Bjork: Utopia (One Little Indian)
Bjork returns with an ethereal fairy tale made for the electronically optimistic
Released Nov 23rd, 2017 via One Little Independent / By Ian Stanley

Noticeably Utopia doesn’t have any prominent yelps, hollers or vocal bites on it. It is a consistent album with very little manic flying about it. Instead, this latest effort is filled with flutes, strings, bright sweeping vocal whooshes and idealism.
Optimism shines through on lyrics such as 'break the chain of the fuck ups of the fathers' and songs like Blissing Me which even though slow and reflective in tone, is 'celebrating on a vibrancy'. And the music itself is brighter and cleaner in tone. Even some of the haunting vibes from choir backing vocal is removed by the positivity.

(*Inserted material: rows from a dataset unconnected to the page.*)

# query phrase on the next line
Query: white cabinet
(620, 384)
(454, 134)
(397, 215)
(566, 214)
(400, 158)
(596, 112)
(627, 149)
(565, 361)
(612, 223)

Single The Gate is a fine example of this. The sound is so clean it is almost underwater, while the running line is about I care for you, it isn’t so much a longing. It's a mutual agreement between the writer the person being addressed. The theme of protection through love is used in a few of the songs and it is so warm.
Bjork's Utopia is idealism, but it is a twisted idealism. Within it the singer lists almost twee qualities such as exchanging MP3s as well as dreamed qualities like hearing someone with the same voice, or seeing someone with the same beard and being literally five minutes away from love as in Features Creatures. It is a fairy tale born from the mind of Bjork, the kind of party you'd want to be invited to.
As with every album by Gudmundsdottir there are going to be certain patches that really catch, or certain samples that really stick and eventually it will grow on a subconscious. However, for this album, it is the overall sentiment and the calming sense that makes listening to this feel like an ethereal fairy tale made for the electronically optimistic. Utopia is an album which Bjork has twisted in her journey, but kept the mix that makes an album unmistakably hers.